A transformer block applies self-attention followed by a per-position feedforward network, with residual connections and layer normalization around each. Stack many blocks and you have the architecture that runs almost all of modern NLP, much of vision, and increasingly other modalities.
Block structure
The residual + LN pattern is essential — both for gradient flow and for the optimization landscape it creates.
Positional encoding
Self-attention is permutation-equivariant: shuffling the inputs shuffles the outputs identically. To inject sequence order, add (or otherwise mix in) positional encodings:
- Sinusoidal (original transformer): fixed sinusoidal functions of position at multiple frequencies.

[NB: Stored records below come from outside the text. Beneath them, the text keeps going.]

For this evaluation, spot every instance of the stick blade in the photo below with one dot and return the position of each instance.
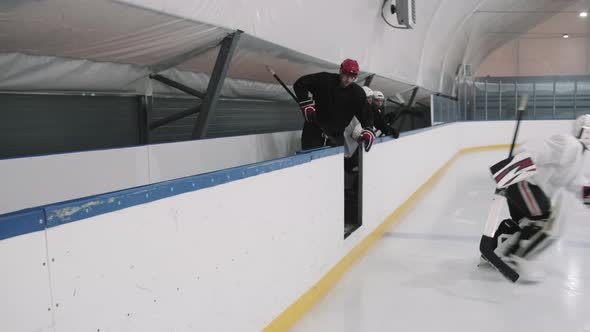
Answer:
(524, 100)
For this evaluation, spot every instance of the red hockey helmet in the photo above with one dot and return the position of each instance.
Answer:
(350, 67)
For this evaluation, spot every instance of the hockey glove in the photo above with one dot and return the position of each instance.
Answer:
(513, 170)
(392, 132)
(308, 109)
(368, 137)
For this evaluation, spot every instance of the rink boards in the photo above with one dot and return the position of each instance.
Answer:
(225, 251)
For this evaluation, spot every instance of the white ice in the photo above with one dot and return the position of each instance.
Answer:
(422, 275)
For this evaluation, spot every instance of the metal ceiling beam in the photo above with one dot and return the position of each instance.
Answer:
(183, 57)
(176, 85)
(226, 52)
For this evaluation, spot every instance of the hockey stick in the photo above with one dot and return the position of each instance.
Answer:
(274, 74)
(524, 99)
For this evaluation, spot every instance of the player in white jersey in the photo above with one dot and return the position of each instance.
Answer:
(531, 183)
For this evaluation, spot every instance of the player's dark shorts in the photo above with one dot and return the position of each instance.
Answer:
(526, 200)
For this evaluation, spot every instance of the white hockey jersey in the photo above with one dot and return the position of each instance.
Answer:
(561, 164)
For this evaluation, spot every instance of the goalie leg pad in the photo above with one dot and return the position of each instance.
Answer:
(486, 247)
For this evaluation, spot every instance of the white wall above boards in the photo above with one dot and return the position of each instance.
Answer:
(542, 50)
(197, 261)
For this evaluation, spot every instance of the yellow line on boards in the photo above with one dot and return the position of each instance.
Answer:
(297, 309)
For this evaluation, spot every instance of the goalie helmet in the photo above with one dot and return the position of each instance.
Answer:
(378, 95)
(581, 129)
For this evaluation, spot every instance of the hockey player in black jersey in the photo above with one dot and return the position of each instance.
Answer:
(329, 102)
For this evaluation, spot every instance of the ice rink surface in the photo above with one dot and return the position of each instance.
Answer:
(422, 275)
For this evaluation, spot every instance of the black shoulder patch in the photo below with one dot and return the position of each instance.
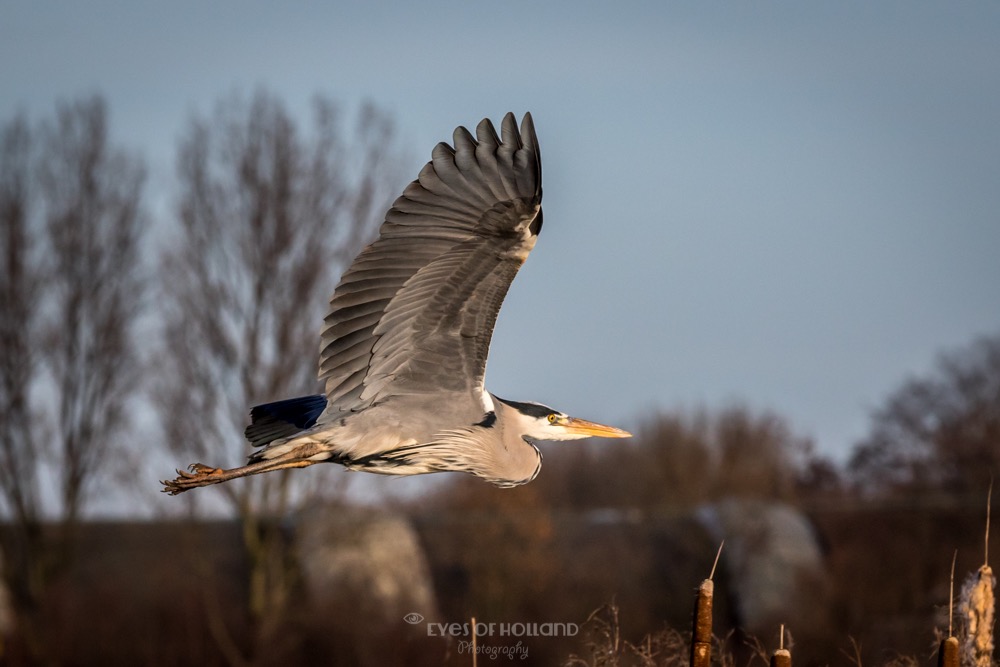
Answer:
(489, 420)
(530, 409)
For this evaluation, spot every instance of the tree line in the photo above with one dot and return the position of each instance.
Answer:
(108, 315)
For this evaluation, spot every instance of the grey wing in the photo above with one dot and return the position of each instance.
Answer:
(414, 313)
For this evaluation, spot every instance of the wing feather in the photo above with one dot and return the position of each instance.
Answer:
(415, 311)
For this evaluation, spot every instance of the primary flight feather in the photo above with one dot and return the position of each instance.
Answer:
(404, 346)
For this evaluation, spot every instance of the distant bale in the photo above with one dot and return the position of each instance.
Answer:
(772, 562)
(368, 560)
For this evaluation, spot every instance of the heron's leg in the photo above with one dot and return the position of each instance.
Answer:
(203, 475)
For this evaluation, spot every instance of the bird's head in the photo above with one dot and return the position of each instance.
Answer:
(540, 422)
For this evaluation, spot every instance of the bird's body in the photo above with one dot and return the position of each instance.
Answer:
(404, 347)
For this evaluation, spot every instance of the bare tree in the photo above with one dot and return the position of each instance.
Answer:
(267, 219)
(71, 209)
(940, 432)
(92, 203)
(20, 285)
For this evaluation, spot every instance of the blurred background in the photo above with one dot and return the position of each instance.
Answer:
(770, 251)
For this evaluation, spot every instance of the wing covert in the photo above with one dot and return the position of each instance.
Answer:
(415, 311)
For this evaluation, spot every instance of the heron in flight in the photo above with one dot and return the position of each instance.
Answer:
(404, 346)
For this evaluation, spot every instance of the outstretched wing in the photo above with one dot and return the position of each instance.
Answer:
(414, 314)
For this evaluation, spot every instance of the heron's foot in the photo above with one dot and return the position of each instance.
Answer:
(199, 475)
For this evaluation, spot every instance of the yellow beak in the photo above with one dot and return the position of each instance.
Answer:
(584, 427)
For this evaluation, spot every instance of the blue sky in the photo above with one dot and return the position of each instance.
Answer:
(790, 205)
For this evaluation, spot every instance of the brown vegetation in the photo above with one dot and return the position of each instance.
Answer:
(265, 214)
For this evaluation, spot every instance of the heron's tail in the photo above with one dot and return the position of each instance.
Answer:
(283, 419)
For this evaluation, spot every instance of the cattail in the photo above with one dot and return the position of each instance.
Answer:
(701, 640)
(475, 653)
(948, 649)
(976, 610)
(782, 657)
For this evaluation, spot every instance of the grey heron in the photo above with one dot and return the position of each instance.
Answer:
(404, 346)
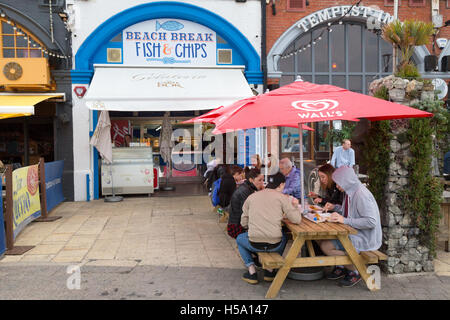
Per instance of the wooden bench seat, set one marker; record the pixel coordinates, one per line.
(272, 260)
(373, 256)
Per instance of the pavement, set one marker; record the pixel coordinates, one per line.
(165, 248)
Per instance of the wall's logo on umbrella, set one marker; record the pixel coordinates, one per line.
(315, 105)
(317, 108)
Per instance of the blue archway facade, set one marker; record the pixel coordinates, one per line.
(87, 55)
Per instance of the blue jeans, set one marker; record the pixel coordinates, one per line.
(245, 248)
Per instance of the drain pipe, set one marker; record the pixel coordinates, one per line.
(394, 51)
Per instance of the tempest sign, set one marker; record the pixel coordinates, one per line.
(333, 13)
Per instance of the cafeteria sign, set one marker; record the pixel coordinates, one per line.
(26, 202)
(168, 42)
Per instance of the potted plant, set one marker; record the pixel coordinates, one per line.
(405, 36)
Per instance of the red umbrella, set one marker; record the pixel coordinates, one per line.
(302, 102)
(227, 111)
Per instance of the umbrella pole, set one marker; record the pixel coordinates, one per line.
(302, 189)
(266, 156)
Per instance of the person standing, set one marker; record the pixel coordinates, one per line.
(126, 141)
(360, 211)
(228, 184)
(263, 212)
(343, 155)
(292, 174)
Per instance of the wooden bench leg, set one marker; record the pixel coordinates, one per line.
(310, 248)
(284, 270)
(357, 260)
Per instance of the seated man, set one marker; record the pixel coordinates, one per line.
(292, 175)
(262, 214)
(360, 211)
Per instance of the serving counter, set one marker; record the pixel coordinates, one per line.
(133, 172)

- Learned absolute: per-position vectors trained alongside the model.
- Relative (T5, ALiBi): bias attention scores based on relative position. Generalizes better to longer sequences than learned absolutes.
- RoPE (LLaMA family): rotate query/key vectors by an angle that depends on position. Best generalization to longer contexts in practice.

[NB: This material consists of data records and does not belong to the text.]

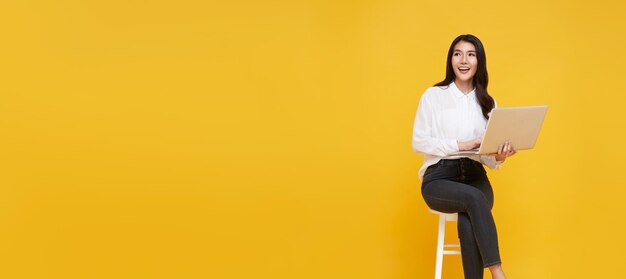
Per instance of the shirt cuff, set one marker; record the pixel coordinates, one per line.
(450, 146)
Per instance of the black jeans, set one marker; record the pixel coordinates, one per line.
(462, 186)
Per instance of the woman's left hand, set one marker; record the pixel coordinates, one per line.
(504, 151)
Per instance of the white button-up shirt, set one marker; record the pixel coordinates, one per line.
(444, 116)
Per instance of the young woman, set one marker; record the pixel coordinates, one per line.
(452, 116)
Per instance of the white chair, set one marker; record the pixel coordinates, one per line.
(441, 245)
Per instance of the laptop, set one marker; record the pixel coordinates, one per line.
(519, 125)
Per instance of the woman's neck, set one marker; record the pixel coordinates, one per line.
(464, 86)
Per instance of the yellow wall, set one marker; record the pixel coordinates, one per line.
(271, 139)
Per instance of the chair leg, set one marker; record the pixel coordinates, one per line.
(440, 240)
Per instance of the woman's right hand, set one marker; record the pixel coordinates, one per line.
(470, 144)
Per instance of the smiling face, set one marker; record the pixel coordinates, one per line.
(464, 61)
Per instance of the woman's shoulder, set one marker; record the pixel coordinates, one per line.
(434, 91)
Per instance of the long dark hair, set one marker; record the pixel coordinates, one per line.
(481, 78)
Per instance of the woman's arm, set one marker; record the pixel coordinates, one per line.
(423, 142)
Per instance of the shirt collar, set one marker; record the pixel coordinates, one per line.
(456, 92)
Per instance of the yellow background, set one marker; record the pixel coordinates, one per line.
(271, 139)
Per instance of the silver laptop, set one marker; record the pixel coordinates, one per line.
(520, 125)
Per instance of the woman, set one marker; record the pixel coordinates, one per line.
(451, 117)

Encoder, decoder, encoder-decoder
- Encoder-only (BERT): bidirectional attention. Used for understanding tasks — classification, NER, retrieval.
- Decoder-only (GPT family): causal attention (each position only sees previous positions). Used for generation. The standard for LLMs.

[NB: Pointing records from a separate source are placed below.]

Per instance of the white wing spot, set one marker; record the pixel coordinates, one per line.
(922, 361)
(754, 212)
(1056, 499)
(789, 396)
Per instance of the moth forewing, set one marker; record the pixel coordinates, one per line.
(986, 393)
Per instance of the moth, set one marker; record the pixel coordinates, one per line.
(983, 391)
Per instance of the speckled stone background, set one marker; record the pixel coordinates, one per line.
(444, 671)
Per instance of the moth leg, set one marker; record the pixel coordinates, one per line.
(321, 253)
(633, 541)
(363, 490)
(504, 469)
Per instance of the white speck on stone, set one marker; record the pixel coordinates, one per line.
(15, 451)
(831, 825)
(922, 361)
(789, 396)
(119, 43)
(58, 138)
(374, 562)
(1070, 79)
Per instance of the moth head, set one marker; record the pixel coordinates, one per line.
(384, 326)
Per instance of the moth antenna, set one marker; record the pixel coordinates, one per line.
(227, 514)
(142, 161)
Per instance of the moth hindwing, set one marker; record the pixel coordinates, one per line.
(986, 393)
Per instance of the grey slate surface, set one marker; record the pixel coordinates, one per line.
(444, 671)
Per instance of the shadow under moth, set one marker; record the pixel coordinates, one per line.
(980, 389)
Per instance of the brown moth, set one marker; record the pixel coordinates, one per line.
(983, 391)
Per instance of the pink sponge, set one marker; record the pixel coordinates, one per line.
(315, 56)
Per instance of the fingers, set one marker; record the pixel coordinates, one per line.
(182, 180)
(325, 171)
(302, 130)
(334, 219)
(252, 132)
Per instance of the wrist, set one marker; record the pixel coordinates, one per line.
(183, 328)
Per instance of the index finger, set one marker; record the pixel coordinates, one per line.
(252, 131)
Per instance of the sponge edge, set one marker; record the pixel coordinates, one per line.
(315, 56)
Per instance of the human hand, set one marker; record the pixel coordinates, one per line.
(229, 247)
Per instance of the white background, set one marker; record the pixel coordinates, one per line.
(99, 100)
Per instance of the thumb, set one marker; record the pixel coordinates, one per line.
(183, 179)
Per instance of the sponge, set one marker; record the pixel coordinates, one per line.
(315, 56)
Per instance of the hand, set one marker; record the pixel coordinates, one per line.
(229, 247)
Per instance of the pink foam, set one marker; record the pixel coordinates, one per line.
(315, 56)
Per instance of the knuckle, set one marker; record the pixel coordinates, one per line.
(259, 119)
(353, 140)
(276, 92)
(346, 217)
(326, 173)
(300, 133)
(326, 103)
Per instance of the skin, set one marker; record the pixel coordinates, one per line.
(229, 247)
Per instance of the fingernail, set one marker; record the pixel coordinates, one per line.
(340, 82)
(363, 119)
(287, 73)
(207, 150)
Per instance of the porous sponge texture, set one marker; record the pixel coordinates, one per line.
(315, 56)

- Encoder-decoder (T5, original Transformer): encoder processes input, decoder generates output attending to both its own prefix and the encoder output. Used for translation, summarization.
Pre-LN vs Post-LN
The original paper put LN *after* the residual. Modern practice puts it *before*, inside the residual branch ("pre-LN"). Pre-LN trains more stably and reaches better minima at scale — most modern LLMs use it.
Why transformers won
- Parallelism: every position computed in parallel across the sequence; perfect fit for GPUs.
- Scaling: doubling parameters and data continues to improve performance reliably. Scaling laws (Hoffmann et al., Kaplan et al.) gave a recipe for spending compute well.
- Generality: same architecture handles text, code, images, audio, proteins, etc. The pretraining recipe is the new universal feature extractor.